While my initial goal was to identify key dimensions and related questions where explainability is desired, I found that local publics are not just in need of AI explanations, but they are also well positioned to partially explain how algorithms interact with society to affect local contexts.

Design implication: Design tools and features that collect, maintain, and organize public generated partial explanations of AI systems.

Finding 2: Users Relate to AI Through Four Domains

When attempting to understand and explain AI systems, participants drew on their relationships with:

  • Prediction domain: The service area (policing, education, housing)
  • Prediction subject: The people/places predicted (their own neighborhoods)
  • Predictive backdrop: Local and global environment (city politics, history)
  • Predictive tool: The AI system itself

Design implication: Consider how tools can help locals identify their expertise within these domains, thereby prompting them to generate grounded AI explanations.

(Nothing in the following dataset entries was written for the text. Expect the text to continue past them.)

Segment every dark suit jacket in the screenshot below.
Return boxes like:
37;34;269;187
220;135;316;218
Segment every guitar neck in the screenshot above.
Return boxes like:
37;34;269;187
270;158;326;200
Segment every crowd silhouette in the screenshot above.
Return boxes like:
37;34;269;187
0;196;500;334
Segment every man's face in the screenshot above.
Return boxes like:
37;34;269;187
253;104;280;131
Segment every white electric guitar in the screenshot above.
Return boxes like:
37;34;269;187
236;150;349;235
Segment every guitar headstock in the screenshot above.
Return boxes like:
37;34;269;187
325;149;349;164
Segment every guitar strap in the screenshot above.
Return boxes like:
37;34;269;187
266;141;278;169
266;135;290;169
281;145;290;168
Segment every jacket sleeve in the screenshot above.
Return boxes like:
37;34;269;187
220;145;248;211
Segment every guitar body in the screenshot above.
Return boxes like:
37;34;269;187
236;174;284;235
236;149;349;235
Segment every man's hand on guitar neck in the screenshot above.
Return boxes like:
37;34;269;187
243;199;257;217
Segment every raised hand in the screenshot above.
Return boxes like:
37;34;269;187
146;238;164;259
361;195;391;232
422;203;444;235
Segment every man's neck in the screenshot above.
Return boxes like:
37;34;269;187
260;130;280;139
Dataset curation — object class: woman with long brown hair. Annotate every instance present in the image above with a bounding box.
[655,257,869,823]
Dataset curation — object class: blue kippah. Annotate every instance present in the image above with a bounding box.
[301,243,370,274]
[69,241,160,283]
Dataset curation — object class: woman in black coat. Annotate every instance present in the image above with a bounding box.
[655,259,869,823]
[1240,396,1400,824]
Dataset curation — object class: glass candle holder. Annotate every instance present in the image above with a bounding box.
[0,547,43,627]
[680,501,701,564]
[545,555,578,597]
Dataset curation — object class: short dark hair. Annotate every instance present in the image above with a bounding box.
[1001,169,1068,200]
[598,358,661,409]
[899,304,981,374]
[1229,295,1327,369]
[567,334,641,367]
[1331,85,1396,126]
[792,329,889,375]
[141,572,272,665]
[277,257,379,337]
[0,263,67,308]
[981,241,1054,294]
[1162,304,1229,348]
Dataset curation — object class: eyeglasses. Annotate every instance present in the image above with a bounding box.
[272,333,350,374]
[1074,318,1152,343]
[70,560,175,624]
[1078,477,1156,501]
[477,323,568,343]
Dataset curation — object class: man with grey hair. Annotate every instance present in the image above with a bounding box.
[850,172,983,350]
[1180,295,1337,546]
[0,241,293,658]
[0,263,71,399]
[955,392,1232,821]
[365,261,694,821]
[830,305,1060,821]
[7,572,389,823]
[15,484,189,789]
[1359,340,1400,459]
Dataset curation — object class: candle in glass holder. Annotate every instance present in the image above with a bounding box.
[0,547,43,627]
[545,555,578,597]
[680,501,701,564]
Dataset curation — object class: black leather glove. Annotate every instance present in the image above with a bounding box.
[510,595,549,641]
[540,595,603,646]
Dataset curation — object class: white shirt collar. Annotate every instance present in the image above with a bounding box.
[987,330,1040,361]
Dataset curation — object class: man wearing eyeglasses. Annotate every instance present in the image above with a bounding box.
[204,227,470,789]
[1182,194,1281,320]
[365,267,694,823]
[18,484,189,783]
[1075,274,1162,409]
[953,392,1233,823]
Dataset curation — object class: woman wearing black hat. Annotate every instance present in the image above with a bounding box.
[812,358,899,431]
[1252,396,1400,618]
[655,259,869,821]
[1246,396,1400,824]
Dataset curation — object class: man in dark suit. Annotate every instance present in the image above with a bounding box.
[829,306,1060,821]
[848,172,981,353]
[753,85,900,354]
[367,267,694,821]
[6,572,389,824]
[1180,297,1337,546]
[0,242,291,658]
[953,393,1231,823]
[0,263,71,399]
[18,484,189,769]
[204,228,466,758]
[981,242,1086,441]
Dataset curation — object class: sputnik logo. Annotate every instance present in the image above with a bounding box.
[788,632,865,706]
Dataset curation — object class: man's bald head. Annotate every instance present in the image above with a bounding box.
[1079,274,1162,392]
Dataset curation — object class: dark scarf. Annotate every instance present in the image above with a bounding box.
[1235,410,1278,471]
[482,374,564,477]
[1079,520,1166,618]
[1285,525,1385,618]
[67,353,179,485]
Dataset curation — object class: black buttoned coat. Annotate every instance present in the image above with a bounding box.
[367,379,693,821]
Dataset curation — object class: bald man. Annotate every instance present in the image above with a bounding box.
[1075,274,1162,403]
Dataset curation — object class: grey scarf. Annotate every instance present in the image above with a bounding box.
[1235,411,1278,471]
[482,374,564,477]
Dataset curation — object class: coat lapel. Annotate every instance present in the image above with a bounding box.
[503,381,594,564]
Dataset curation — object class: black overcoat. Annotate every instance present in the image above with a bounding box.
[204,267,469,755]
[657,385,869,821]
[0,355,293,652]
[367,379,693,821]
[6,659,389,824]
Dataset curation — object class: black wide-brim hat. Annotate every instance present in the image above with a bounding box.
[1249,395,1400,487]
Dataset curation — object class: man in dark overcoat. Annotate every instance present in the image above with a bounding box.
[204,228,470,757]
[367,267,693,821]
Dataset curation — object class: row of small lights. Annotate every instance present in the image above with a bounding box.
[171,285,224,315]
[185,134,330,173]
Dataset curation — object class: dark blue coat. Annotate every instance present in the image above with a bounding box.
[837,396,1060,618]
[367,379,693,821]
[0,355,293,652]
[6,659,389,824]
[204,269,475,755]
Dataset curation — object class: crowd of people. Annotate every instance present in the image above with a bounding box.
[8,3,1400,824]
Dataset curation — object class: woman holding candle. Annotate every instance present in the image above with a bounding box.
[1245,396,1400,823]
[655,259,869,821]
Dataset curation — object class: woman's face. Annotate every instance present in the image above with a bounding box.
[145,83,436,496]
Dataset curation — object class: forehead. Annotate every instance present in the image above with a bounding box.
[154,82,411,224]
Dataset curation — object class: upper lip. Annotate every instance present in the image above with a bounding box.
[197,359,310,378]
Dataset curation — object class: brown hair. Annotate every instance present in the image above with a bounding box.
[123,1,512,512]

Finding 3: Participatory Mapping Can Generate Partial + Local AI Explanations

The mapping interface, and supporting workshop protocol, successfully provided:

  • Site: Invited workshops were curated to reach a diverse set of stakeholders (and their explanations).
  • Media Mapping helped grounded discussions in familiar places of which public consider themselves experts.
  • Interactions: Speculative Personation helped embody the AI tool and consider its varied features.
Method Reflections

What worked:

  • Participatory workshop format created rich collective meaning-making
  • Tangible mapping activities grounded abstract AI discussions in concrete local contexts
  • Video analysis allowed for rich analysis

Challenges:

  • Self-selected workshop participants may miss perspectives of those less willing to participate
  • Findings specific to predictive policing context; applicability to other domains/geographies unclear
  • Broad rather than deep engagement; sustained partnerships might reveal different patterns
Impact & Outcomes
  • 45+ stakeholders gained tools to critically engage with and explain parts of civic AI
  • Toolkit distributed to 50+ community members and organizations
  • 3 partner organizations documented adoption via blog posts (example 1, example 2)
Future Work
  • Conduct longer-term engagement (multiple sessions) to track how understanding deepens
  • Include more direct collaboration with city officials using these systems
  • Expand to other types of civic AI beyond predictive policing
  • Build digital version of toolkit for broader distribution
Related Publications

1. Good Enough Explanations: How Can Local Publics Understand and Explain Civic Predictive Systems? Shubhangi Gupta. PhD Dissertation. Georgia Institute of Technology.

2. Making Smart Cities Explainable: What XAI Can Learn from the "Ghost Map". Shubhangi Gupta, Yanni Loukissas. Late Breaking Works paper at CHI 2023.

3. Mapping the Smart City: Participatory approaches to XAI. Shubhangi Gupta. Doctoral Consortium at Designing Interactive Systems (DIS) 2023.